Ted Faber faber at ISI.EDU
Tue Jul 1 09:22:06 PDT 2008

On Tue, Jul 01, 2008 at 10:08:01AM +0100, Jon Crowcroft wrote:
> on the duality of flow control & congestion control 
> and the real "end" in end-to-end:
> so i think keshav made a useful point - 
> one could have a predictive rwnd window scheme -

Keshav's right as usual, both about how one could extend receiver window
and that it's basically a simple concept.

> 1.
> so in this situation one can send a receive window that gets a
> sensible rate.  on the other hand, one could ALSO send a gratuitious
> ECN instead from the end point.
> since the end point of the session (not transport) is a hop away from
> the tcp end point (not such a rare occurance in these wireless spliced
> days:) then this seems entirely the same as a router sending an ECN
> (or dropping a packet:)

This is true as far as it goes, and it's pedagogically interesting,
which I'm sure is your point.

But for all the folks who think there's some engineering reason to
substitute ECN for receiver window: using ECN this way is foolish.  It
sends less information to the endpoint ("something got lost" vs. "I can
accomodate x more bytes") at exactly the same speed.  The receiver
window parameter is there to address this common case in the simplest
manner possible.  Use it.

One of the biggest problems in TCP congestion control is lack of
information.  When you have a channel to communicate with precision, use

> 2.
> corrollary:
> of course, routers could also change the receive window on returned packets 
> (If the route was symmetric) and recompute the checksum appropriately,
> instead of using precious ECN bits or dropping packets:)
> mind you, a router has a harder task to predict things than a host.

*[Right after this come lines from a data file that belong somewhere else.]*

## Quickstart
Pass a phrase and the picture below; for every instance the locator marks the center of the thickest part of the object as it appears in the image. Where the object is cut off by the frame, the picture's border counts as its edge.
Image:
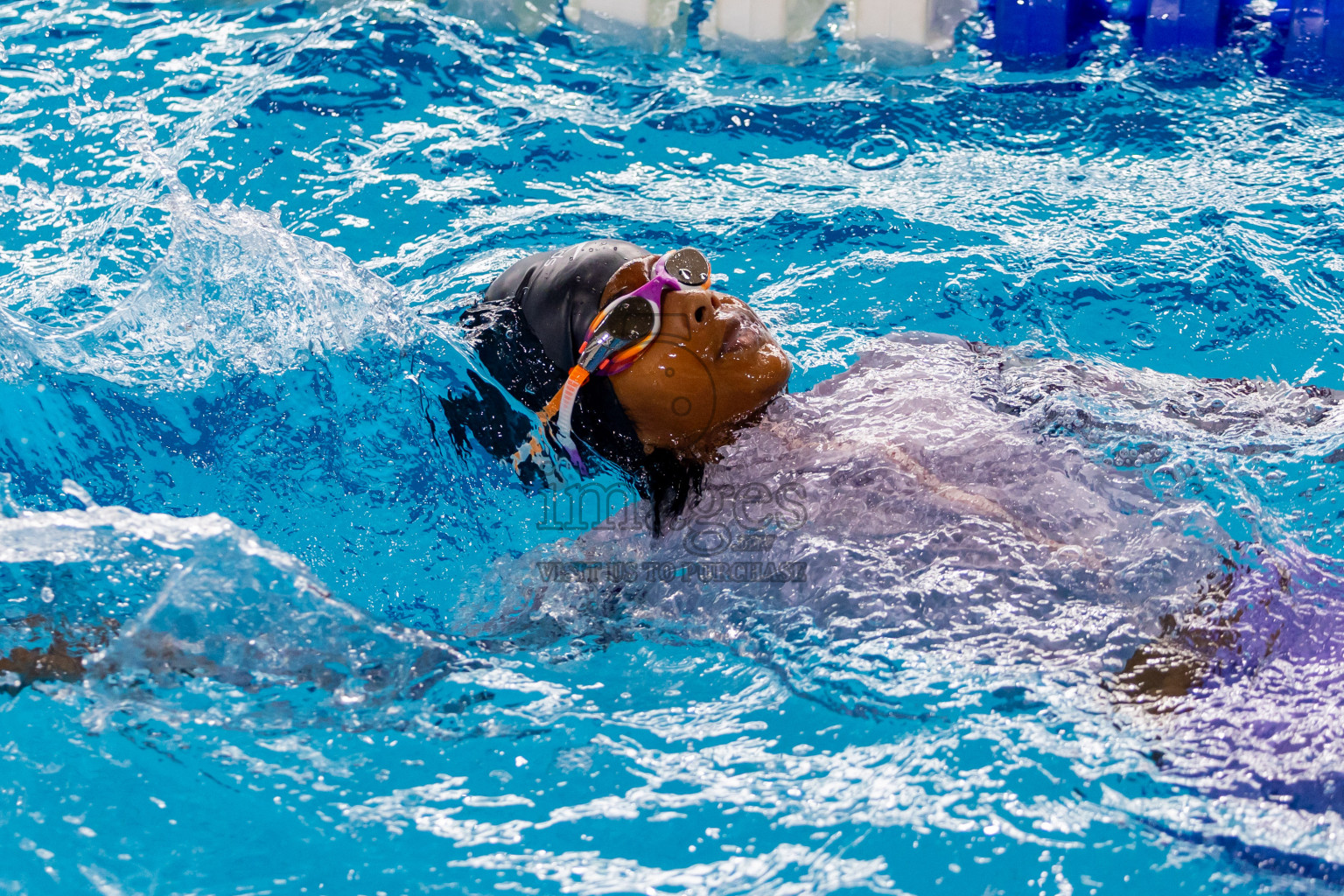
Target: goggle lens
(629, 320)
(690, 266)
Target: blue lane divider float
(1313, 38)
(1193, 25)
(1042, 32)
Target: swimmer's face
(712, 366)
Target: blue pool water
(326, 649)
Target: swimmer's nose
(701, 308)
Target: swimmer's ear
(629, 277)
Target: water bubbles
(197, 85)
(878, 152)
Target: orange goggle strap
(562, 406)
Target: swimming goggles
(616, 338)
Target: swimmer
(636, 358)
(928, 469)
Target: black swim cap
(527, 331)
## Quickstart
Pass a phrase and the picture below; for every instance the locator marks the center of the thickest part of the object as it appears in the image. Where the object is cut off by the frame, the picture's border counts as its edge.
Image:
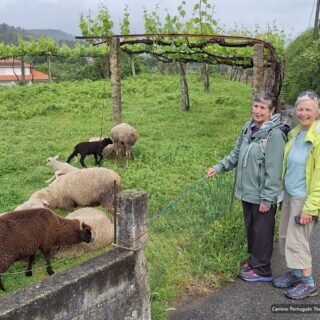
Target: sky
(292, 16)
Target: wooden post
(185, 103)
(258, 68)
(115, 79)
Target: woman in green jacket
(301, 204)
(257, 155)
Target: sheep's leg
(49, 267)
(101, 158)
(1, 286)
(117, 156)
(127, 158)
(29, 267)
(72, 155)
(96, 159)
(82, 161)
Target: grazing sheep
(86, 187)
(22, 233)
(101, 228)
(59, 167)
(124, 137)
(87, 148)
(97, 139)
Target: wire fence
(177, 230)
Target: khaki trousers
(294, 238)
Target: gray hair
(265, 97)
(308, 95)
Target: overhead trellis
(199, 48)
(188, 47)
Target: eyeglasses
(310, 94)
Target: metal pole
(115, 211)
(316, 22)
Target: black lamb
(87, 148)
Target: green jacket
(258, 158)
(312, 203)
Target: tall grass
(193, 229)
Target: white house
(10, 73)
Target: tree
(100, 26)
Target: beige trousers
(294, 238)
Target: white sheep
(22, 233)
(124, 137)
(86, 187)
(59, 167)
(93, 139)
(102, 233)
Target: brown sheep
(102, 233)
(23, 232)
(124, 137)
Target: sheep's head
(85, 234)
(32, 203)
(51, 159)
(107, 141)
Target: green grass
(190, 219)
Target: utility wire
(314, 3)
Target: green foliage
(125, 24)
(302, 66)
(101, 25)
(169, 162)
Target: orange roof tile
(4, 63)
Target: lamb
(87, 148)
(86, 187)
(101, 228)
(22, 233)
(124, 137)
(59, 167)
(97, 139)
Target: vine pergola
(193, 48)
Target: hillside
(9, 34)
(188, 238)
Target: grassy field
(170, 157)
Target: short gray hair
(265, 97)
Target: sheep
(97, 139)
(102, 233)
(22, 233)
(124, 137)
(87, 148)
(59, 167)
(86, 187)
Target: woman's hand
(263, 208)
(305, 218)
(211, 173)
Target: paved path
(242, 300)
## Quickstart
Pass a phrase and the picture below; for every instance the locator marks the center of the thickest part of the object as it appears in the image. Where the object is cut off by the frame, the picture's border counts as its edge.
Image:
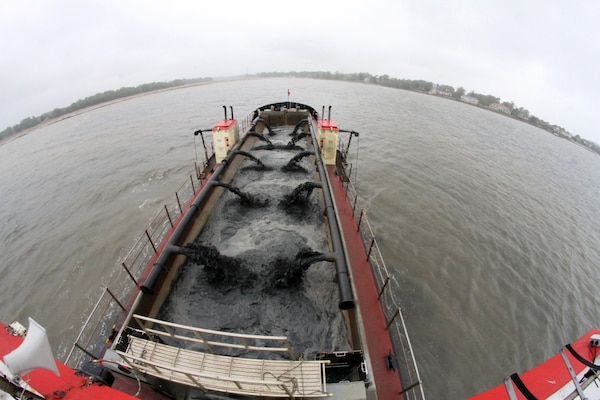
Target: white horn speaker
(34, 352)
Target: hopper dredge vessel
(263, 279)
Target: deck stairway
(213, 372)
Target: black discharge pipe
(346, 298)
(160, 266)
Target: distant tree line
(94, 100)
(422, 86)
(484, 101)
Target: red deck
(548, 377)
(68, 385)
(378, 342)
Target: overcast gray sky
(542, 54)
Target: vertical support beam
(387, 280)
(360, 220)
(179, 202)
(150, 240)
(370, 248)
(192, 181)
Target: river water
(490, 226)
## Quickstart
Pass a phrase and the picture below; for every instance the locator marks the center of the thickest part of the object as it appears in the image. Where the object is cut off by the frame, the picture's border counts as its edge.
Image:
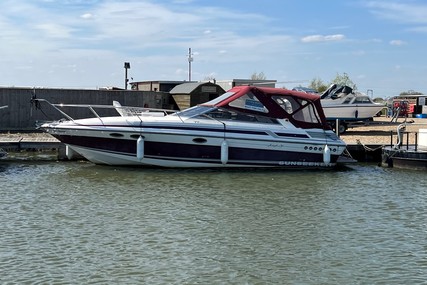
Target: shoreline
(360, 141)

As I recall there were a set of network appliances in the 1990's that
manipulated the receiver window to do traffic shaping.  Packeteer comes
to mind, but that name may be my foggy memory.  So folks have played
with this, though I think it's a misuse of the field.

Your concerns about symmetry are spot on.

> so maybe the tcp/ip people got things roughly right, eh? 

As far as the receiver window, I agree.